Niemal wszystkie z wymienionych minerałów występują w przyrodzie w dużym rozproszeniu, najczęściej w postaci domieszek innych minerałów, ale znane są ludzkości już od setek, a nawet tysięcy lat z wielu tradycyjnych zastosowań. Przykładowo – kobaltu używali jako pigmentu już starożytni Egipcjanie, w Chinach stosowany był on przy kolorowaniu ceramiki. Ziemskie ślady wykorzystywania manganu są jeszcze wcześniejsze – znaleziono je w prehistorycznych malowidłach sprzed 30 tysięcy lat odkrytych na ścianach jaskiń we Francji.
Z metali tych najpóźniej, bo na początku XIX wieku, wyodrębniony został lit, który znalazł zastosowanie w mechanice, a później elektryce.

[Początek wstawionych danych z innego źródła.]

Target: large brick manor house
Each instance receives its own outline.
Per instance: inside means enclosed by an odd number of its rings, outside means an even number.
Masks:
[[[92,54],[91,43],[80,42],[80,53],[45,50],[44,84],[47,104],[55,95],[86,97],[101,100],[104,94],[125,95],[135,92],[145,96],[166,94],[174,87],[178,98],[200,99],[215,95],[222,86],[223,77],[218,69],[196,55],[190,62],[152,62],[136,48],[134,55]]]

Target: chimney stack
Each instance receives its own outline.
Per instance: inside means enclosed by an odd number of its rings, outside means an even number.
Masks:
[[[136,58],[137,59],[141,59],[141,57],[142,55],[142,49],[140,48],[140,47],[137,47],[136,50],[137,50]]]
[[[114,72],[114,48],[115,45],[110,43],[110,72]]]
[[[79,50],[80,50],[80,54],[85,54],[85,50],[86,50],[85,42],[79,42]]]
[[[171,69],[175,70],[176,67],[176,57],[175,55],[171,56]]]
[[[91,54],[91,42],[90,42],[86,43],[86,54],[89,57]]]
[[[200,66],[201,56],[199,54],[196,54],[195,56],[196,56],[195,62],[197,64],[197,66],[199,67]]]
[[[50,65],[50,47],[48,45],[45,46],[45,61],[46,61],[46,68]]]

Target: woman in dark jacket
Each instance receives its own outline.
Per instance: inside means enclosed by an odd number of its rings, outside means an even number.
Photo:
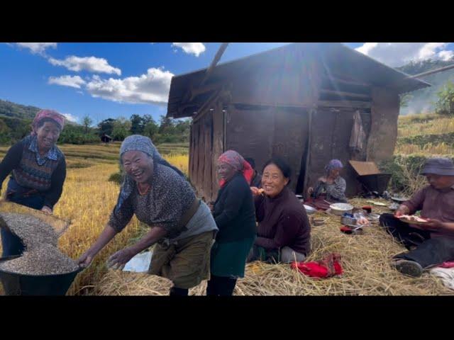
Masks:
[[[39,111],[31,133],[13,145],[0,163],[0,188],[11,174],[6,199],[51,214],[62,195],[66,178],[65,156],[55,143],[63,130],[65,118],[51,110]],[[1,230],[3,256],[23,251],[21,239]]]
[[[303,205],[287,186],[290,174],[284,161],[273,158],[263,168],[263,194],[251,187],[258,230],[249,261],[301,261],[310,251],[311,226]]]
[[[253,171],[236,152],[218,159],[221,189],[213,215],[219,231],[211,248],[207,295],[231,295],[238,277],[244,277],[246,259],[255,239],[254,203],[249,188]]]

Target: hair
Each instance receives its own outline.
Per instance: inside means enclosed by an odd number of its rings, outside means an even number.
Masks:
[[[252,168],[255,170],[255,161],[254,161],[254,159],[252,157],[247,157],[244,159],[245,161],[246,161],[248,163],[249,163],[250,164],[250,166],[252,166]]]
[[[48,122],[53,123],[55,125],[57,125],[57,128],[58,128],[58,130],[60,130],[60,132],[62,132],[62,129],[60,128],[60,124],[58,124],[55,120],[50,118],[49,117],[47,117],[45,118],[40,120],[38,122],[36,126],[36,128],[39,129],[40,128],[43,127],[43,125],[44,125],[45,123],[48,123]]]
[[[265,171],[265,168],[266,168],[270,164],[275,164],[276,166],[277,166],[284,175],[284,177],[285,177],[286,178],[289,178],[289,183],[290,183],[292,169],[287,162],[285,162],[280,157],[272,157],[265,164],[262,172],[263,172]]]

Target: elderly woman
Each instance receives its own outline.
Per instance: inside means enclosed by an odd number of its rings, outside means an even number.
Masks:
[[[255,238],[255,217],[249,183],[253,171],[236,152],[218,159],[221,188],[213,214],[219,232],[211,249],[207,295],[231,295],[237,278],[244,277],[246,259]]]
[[[120,148],[126,176],[110,220],[96,242],[80,258],[82,266],[118,232],[135,214],[152,227],[135,244],[113,254],[108,265],[123,267],[135,255],[155,244],[150,274],[173,283],[171,295],[187,295],[209,274],[209,256],[216,223],[209,208],[196,198],[184,174],[167,163],[150,138],[134,135]]]
[[[303,205],[287,186],[290,175],[289,165],[273,158],[263,168],[264,191],[251,187],[258,232],[250,261],[301,261],[310,251],[311,226]]]
[[[55,145],[63,130],[65,118],[51,110],[39,111],[32,123],[31,133],[13,145],[0,164],[0,188],[6,178],[6,200],[52,213],[63,190],[66,161]],[[3,256],[23,251],[21,239],[1,230]]]
[[[347,183],[345,180],[340,176],[343,168],[343,165],[340,160],[331,160],[325,166],[326,175],[319,178],[315,189],[312,187],[309,188],[308,193],[315,200],[312,203],[314,206],[328,209],[329,205],[324,200],[332,203],[347,202],[345,197]]]

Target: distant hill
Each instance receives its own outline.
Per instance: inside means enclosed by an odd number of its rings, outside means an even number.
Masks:
[[[418,74],[431,69],[439,69],[454,64],[454,58],[448,61],[426,60],[421,62],[411,62],[406,65],[397,67],[408,74]],[[400,114],[428,113],[433,111],[438,92],[448,81],[454,82],[454,69],[430,74],[421,78],[431,84],[431,87],[414,91],[409,94],[408,106],[401,108]]]
[[[0,99],[0,115],[12,118],[33,119],[40,108],[35,106],[26,106]]]

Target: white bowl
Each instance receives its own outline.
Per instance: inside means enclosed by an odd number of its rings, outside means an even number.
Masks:
[[[331,209],[331,212],[334,215],[342,216],[345,212],[351,214],[353,211],[354,207],[351,204],[348,203],[334,203],[331,204],[329,208]]]

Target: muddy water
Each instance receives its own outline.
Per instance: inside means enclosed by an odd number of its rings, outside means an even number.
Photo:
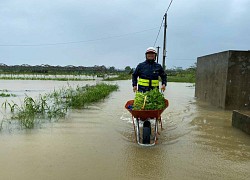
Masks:
[[[0,89],[19,95],[14,100],[24,92],[35,96],[66,85],[0,83]],[[162,114],[159,144],[141,147],[134,143],[131,115],[124,109],[134,97],[131,83],[114,83],[120,90],[108,99],[72,110],[59,122],[2,130],[0,179],[249,179],[250,137],[231,126],[231,111],[197,102],[192,84],[169,83],[170,106]]]

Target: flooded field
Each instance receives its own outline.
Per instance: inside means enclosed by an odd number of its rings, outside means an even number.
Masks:
[[[19,103],[25,94],[95,81],[4,81]],[[250,136],[231,126],[231,111],[197,102],[188,83],[168,83],[170,106],[163,112],[159,143],[135,143],[130,81],[111,82],[119,90],[87,109],[71,110],[66,119],[21,130],[3,122],[0,132],[0,179],[240,179],[250,177]],[[4,118],[1,110],[0,122]]]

Jedynie grafit, który jest jedną z odmian węgla, zdarza się napotkać w przyrodzie w wyodrębnionej postaci.
Wszystkie te minerały spotykają się w najnowocześniejszych obecnie – najtrwalszych i nadających się do szybkiego ponownego ładowania, a jednocześnie lekkich – litowo-jonowych bateriach elektrycznych. Takie właśnie ogniwa przydatne są jako źródło energii nie tylko w przenośnych urządzeniach elektronicznych, jak telefony komórkowe, notebooki czy tablety, ale przede wszystkim nadają się do napędu samochodów elektrycznych.
O największym uzależnieniu świata od jednego tylko źródła zaopatrzenia można mówić właśnie w przypadku kobaltu. Połowa udokumentowanych jego globalnych zasobów – 3,4 mln ton – znajduje się w Demokratycznej Republice Kongo. Znacznie mniejszymi złożami tego metalu dysponują Australia i Kuba.

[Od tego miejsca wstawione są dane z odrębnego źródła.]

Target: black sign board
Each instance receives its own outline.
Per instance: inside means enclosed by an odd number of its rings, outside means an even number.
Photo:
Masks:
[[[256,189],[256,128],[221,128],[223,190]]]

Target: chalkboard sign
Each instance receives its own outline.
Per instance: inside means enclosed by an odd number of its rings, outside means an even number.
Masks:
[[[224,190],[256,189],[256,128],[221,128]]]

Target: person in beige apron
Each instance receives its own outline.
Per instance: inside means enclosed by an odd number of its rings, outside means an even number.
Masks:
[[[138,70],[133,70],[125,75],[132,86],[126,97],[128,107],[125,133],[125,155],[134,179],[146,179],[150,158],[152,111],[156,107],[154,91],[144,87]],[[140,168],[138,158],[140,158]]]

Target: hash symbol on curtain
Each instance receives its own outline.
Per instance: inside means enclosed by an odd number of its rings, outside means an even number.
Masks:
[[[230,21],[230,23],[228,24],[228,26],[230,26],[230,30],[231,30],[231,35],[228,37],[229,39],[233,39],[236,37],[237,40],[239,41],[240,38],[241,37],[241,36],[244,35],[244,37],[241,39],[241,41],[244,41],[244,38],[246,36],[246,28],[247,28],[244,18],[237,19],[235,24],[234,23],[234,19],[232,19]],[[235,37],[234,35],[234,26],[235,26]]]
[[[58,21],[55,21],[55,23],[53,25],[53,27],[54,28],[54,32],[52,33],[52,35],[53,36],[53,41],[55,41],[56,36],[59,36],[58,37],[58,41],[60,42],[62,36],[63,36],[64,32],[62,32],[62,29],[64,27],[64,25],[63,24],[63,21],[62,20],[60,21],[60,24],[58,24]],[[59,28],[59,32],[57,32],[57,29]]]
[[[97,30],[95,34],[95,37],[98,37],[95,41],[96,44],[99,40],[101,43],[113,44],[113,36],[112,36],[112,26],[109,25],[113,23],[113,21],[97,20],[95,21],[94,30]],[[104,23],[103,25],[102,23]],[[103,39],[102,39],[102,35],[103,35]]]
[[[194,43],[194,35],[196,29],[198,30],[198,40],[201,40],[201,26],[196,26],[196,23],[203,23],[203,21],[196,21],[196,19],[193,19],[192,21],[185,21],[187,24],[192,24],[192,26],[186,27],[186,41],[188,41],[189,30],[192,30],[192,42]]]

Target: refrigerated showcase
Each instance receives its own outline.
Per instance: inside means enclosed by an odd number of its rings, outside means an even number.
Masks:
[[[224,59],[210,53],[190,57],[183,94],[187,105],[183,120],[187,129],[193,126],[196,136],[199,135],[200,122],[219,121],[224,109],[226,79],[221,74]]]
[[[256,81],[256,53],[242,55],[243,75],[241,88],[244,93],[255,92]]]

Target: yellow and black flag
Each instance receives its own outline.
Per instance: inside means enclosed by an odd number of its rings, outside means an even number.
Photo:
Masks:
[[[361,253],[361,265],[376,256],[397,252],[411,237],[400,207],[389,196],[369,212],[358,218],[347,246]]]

W Demokratycznej Republice Konga (DRK) pozyskuje się niemal 70 proc. światowej produkcji kobaltu używanego w bateriach litowo-jonowych stosowanych w telefonach komórkowych, laptopach i samochodach elektrycznych. W DRK dorośli i dzieci wydobywają kobalt gołymi rękami, zarabiając dolara dziennie.
Według różnych szacunków od 25 do 40 proc. kobaltu w DRK wydobywane jest w takich nieformalnych kopalniach. Reportaż Amnesty International (AI) pokazuje jedną z nich: 60-70-metrowy tunel znajduje się pod podłogą dawnej kuchni, a schodzący w dół górnicy nie mają specjalistycznych narzędzi czy odzieży ochronnej, nie noszą również masek.
Rzemieślnicze i niskoprzemysłowe kopalnie zatrudniają około 12 milionów osób, czyli ponad 13 proc. populacji kraju. Większość z nich zajmuje się pozyskiwaniem niklu i miedzi oraz będącego produktem ubocznym ich wydobycia kobaltu.